On a une construction : sujet verbe COD, le verbe est à l'imparfait. Les seuls indices d'ironie seraient dans l'emphase de l'adjectif "vaste" et de l'apposition "enfant Progrès".
Il y a longtemps déjà, Jean-Pierre Chambon a fait remarquer le cafouillage. Le verbe "chaussait" peut signifier "mettre des chaussures à quelqu'un" ou bien "se servir de quelque chose comme d'une chaussure". Il y aurait là une équivoque sexuelle. L'allure ampoulée du vers favorise d'ailleurs cette lecture d'une Humanité qui met son pied dans un enfant, plutôt que celle plus posée et cadrée d'une Humanité qui mettrait des chaussures aux pieds d'un géant. Un troisième sens moins défendable serait de lire que l'humanité est la chaussure de l'enfant Progrès, l'Humanité se faisant marcher dessus.
Le deuxième sens a l'air le plus logique, mais le premier sens obscène est favorisé par le contexte d'une transcription dans un Album zutique.
Si on laisse de côté la recherche parodique, le monostiche est à l'imparfait. L'Humanité chaussait le vaste enfant Progrès, donc maintenant elle ne le chausse plus. Et la question à se poser ensuite, c'est à quel moment "L'Humanité chaussait le vaste enfant Progrès", est-ce qu'elle le chaussait du temps de la Commune, pendant l'une ou l'autre Révolution, pendant un court laps de temps dans la vie politique ?
Il me semble que le couperet de la Semaine sanglante explique l'imparfait. Et si on continue de laisser de côté l'idée comique, nous aurions la formulation d'un regret, d'une souffrance causée par la ruine des espoirs du côté de l'insurrection communaliste.
Le monostiche ne va pas sans moquerie à l'égard de la pensée de Ricard, mais une moquerie non sans sympathie pour ce réfugié communard ami de Verlaine. Il a un aspect d'autodérision. Et, en effet, l'association "Humanité", "Progrès" et métaphore d'une marche du progrès, vrai en avant providentiel, est courante, excède l'oeuvre de Ricard, et surtout si nous oublions la question des vers et des alexandrins nous pourrions trouver bien d'autres sources aux vers de Rimbaud.
Par exemple, le principal modèle pour l'insurrection communaliste, ce n'est même pas Proudhon, ce serait non pas Proudhon, mais Blanqui.
Blanqui a passé une grande partie de sa vie en prison. Il s'est fait connaître dès la Révolution de Juillet 1830, il a fait parler de lui à plusieurs reprises ensuite, et pas seulement lors de la révolution de 1848. Pour la Commune, s'il était incarcéré au moment de l'événement, il a eu une participation clef en amont avec son action à la fin de l'année 1870 et la publication de son journal La Patrie en danger.
Dans les textes des années 1830 que nous avons pu consulter de Blanqui, l'association "Humanité", "marche", "progrès" revient dans un certain nombre de phrases. Il s'agit clairement d'un article de foi révolutionnaire repris par Ricard.
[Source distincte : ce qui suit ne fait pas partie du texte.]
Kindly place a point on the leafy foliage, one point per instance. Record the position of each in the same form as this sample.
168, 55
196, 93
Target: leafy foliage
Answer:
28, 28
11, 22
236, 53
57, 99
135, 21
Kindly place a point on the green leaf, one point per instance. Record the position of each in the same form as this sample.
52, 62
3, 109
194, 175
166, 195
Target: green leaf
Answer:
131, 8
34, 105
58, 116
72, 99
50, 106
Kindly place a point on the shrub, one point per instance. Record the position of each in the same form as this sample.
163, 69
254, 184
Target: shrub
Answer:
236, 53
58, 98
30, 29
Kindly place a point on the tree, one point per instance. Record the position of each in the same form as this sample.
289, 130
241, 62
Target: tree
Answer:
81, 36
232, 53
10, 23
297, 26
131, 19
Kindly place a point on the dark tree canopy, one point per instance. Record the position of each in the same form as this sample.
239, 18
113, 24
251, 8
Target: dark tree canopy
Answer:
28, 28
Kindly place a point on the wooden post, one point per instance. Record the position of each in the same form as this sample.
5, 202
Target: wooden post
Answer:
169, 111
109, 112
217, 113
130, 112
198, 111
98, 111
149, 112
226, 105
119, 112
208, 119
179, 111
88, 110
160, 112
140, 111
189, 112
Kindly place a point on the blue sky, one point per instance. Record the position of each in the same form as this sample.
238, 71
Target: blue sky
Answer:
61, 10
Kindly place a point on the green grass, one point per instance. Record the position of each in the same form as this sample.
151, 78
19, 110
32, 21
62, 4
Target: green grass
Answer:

Je prépare une étude sur les textes de Blanqui. Je voulais citer à l'instant les phrases à rapprocher du monostiche de Ricard, mais voilà j'ai égaré ce livre, je dois remettre la main dessus. Les citations viendront plus tard.
Je prépare une étude sur les textes de Blanqui. Je voulais citer à l'instant les phrases à rapprocher du monostiche de Ricard, mais voilà j'ai égaré ce livre, je dois remettre la main dessus. Les citations viendront plus tard.
Selon moi, le monostiche attribué à Ricard est un peu ambivalent. Il exprime un regret et, en même temps, met à distance la flamme qui portait cette aspiration par de l'autodérision. De mémoire, la lecture de Claisse considère la parodie de Rimbaud comme opposant un Rimbaud lucide à la niaiserie de la foi communaliste de Ricard. Cela me paraît outré comme vision. C'est pour cela que je patiente et que j'essaie de trouver les éléments qui justifieront mon approche plus nuancée.